At embryonic day (E) 12.5, pregnant mice were implanted with osmotic mini-pumps containing glucocorticoids (Dex- 1μg/kg/h or Cort-33μg/kg/h) which released their contents continuously for 60 hours. Control animals were either implanted with pumps containing saline (0.9%) or left untreated. As Cort exposed animals represented pregnant individuals exposed to stress, the untreated group, free from the stress of surgery, was chosen as the appropriate control for this group. Mice were killed at E14.5 (during glucocorticoid exposure) or at E17.5 (60 hours after the completion of exposure) for the collection of fetuses and placentas.

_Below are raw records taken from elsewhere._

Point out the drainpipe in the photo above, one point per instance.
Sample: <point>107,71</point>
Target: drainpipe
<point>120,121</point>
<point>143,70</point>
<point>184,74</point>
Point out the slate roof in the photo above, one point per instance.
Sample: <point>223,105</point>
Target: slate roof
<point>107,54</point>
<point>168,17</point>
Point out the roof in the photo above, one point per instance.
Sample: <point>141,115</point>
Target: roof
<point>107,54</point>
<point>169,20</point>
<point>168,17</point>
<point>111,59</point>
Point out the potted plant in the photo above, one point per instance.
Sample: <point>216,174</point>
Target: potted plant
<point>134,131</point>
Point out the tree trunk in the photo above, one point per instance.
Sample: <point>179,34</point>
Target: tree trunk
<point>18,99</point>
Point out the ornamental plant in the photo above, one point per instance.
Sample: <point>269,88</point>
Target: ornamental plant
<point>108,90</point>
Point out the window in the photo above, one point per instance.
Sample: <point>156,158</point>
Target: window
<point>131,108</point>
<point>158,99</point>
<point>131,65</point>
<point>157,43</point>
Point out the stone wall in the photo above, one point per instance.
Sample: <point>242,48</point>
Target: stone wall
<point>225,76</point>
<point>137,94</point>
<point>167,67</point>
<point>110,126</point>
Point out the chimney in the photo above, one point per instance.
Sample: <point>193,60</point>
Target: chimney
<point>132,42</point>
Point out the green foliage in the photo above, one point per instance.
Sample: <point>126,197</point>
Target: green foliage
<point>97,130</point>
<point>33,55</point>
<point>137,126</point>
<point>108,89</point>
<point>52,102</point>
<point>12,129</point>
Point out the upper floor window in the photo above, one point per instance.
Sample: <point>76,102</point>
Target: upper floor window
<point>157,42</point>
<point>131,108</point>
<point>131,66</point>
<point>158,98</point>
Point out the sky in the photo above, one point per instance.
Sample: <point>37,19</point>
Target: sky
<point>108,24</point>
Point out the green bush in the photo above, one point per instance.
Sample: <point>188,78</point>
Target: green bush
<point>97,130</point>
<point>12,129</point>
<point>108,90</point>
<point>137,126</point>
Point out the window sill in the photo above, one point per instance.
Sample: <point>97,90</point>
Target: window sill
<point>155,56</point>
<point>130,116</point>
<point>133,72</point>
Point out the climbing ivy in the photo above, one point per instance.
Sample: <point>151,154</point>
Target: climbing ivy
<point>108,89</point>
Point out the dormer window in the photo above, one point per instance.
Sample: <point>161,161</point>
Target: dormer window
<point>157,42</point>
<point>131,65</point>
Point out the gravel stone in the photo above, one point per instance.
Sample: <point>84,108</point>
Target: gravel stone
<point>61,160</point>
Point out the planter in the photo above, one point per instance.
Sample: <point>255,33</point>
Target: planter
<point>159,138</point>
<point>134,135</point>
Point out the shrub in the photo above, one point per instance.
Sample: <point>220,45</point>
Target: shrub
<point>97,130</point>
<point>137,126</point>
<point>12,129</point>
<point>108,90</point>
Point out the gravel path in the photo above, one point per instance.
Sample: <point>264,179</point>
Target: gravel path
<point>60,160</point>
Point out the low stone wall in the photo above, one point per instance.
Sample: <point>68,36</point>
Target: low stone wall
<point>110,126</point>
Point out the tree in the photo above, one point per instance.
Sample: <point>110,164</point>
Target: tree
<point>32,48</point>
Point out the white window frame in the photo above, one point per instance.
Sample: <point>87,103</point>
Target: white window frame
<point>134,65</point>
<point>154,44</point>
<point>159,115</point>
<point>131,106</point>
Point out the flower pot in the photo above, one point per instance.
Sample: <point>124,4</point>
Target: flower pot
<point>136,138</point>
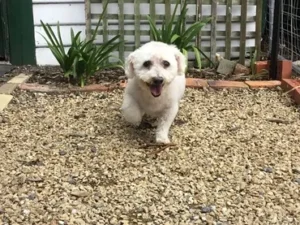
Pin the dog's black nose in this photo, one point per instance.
(158, 80)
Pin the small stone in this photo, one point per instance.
(297, 180)
(26, 212)
(31, 196)
(226, 67)
(241, 69)
(62, 152)
(93, 149)
(122, 77)
(113, 221)
(296, 171)
(268, 170)
(80, 193)
(206, 209)
(71, 180)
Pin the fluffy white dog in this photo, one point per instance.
(156, 84)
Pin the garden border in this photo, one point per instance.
(291, 86)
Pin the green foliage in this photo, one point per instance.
(174, 32)
(84, 57)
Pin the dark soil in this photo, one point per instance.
(52, 75)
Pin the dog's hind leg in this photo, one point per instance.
(164, 124)
(131, 111)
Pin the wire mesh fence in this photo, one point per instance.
(235, 31)
(289, 45)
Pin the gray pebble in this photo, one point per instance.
(206, 209)
(268, 170)
(62, 152)
(297, 180)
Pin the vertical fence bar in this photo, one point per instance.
(152, 13)
(105, 22)
(137, 20)
(243, 32)
(213, 38)
(275, 39)
(121, 28)
(198, 18)
(168, 10)
(88, 23)
(259, 9)
(228, 29)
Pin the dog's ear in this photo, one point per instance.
(129, 70)
(181, 62)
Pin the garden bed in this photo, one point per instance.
(71, 159)
(53, 76)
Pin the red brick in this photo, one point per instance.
(284, 69)
(261, 65)
(292, 87)
(263, 84)
(35, 87)
(196, 83)
(122, 84)
(94, 87)
(218, 84)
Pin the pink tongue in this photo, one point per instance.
(156, 90)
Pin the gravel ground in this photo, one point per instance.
(71, 159)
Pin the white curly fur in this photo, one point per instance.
(138, 99)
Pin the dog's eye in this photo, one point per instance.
(166, 63)
(147, 64)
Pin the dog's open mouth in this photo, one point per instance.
(156, 89)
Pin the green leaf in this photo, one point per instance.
(174, 38)
(153, 29)
(198, 57)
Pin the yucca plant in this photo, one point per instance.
(174, 32)
(84, 57)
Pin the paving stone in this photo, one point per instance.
(21, 78)
(8, 88)
(4, 101)
(263, 84)
(196, 83)
(226, 67)
(226, 84)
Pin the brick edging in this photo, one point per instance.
(291, 86)
(190, 83)
(7, 88)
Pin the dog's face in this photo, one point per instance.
(155, 65)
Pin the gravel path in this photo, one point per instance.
(71, 159)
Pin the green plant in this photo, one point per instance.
(174, 32)
(84, 57)
(252, 61)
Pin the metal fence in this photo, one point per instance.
(234, 32)
(289, 37)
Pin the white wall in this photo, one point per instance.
(71, 13)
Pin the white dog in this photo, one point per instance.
(156, 84)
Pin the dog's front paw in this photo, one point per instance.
(162, 139)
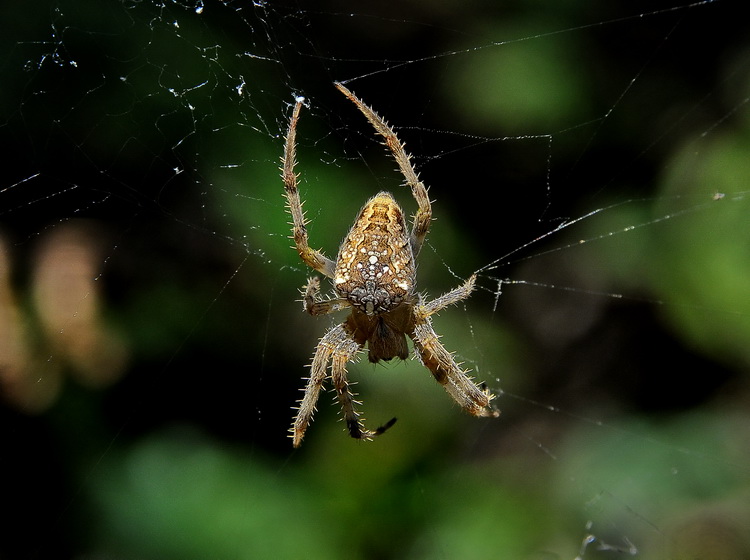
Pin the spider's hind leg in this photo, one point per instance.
(346, 398)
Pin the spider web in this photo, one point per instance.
(588, 163)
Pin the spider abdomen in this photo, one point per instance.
(375, 266)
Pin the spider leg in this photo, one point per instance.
(338, 347)
(472, 398)
(315, 305)
(334, 341)
(422, 218)
(312, 258)
(354, 425)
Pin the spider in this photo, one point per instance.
(374, 277)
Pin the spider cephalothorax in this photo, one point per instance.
(374, 276)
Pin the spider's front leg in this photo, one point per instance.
(440, 362)
(315, 305)
(312, 258)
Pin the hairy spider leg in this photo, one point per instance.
(423, 216)
(311, 257)
(441, 363)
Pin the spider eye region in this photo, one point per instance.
(375, 266)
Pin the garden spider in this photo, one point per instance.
(374, 276)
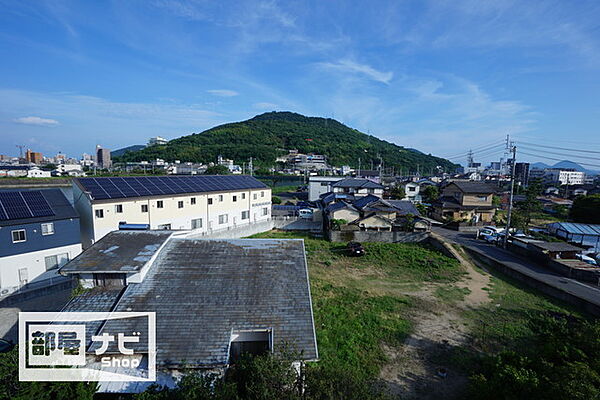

Dex exposure caused a transitory decrease in fetal weight in both males and females but a decrease in placental weight in females only at E14.5. This reduction in placental weight was due to a reduction in the size of the placental junctional zone. After the completion of Dex exposure at E17.5, fetal and placental weights were similar to saline exposed animals. On the other hand, Cort exposure did not directly affect fetal or placental weight at E14.5 but resulted in heavier placentas from male fetuses at E17.5. This increase in placental weight was associated with an increase in placental junctional zone volume. In addition to these sex and glucocorticoid specific changes in fetal and placental size, sex specific changes in the placental glucocorticoid barrier were identified. In response to both Dex and Cort, the protein levels of the protective glucocorticoid barrier enzyme 3 11β-HSD2 were increased in placentas from female but not male fetuses. This thesis further investigated a number of systems which may have contributed to the above changes in placental growth and identified glucocorticoid specific and sex specific changes in factors such as Igf2, VEGFA and MAPK. In addition, changes in the placental renin angiotensin system were identified which may contribute to the induced changes in placental growth seen following glucocorticoid exposure. Finally, this thesis showed for the first time, a complete temporal expression profile for each of the components of the renin-angiotensin system in the mouse placenta.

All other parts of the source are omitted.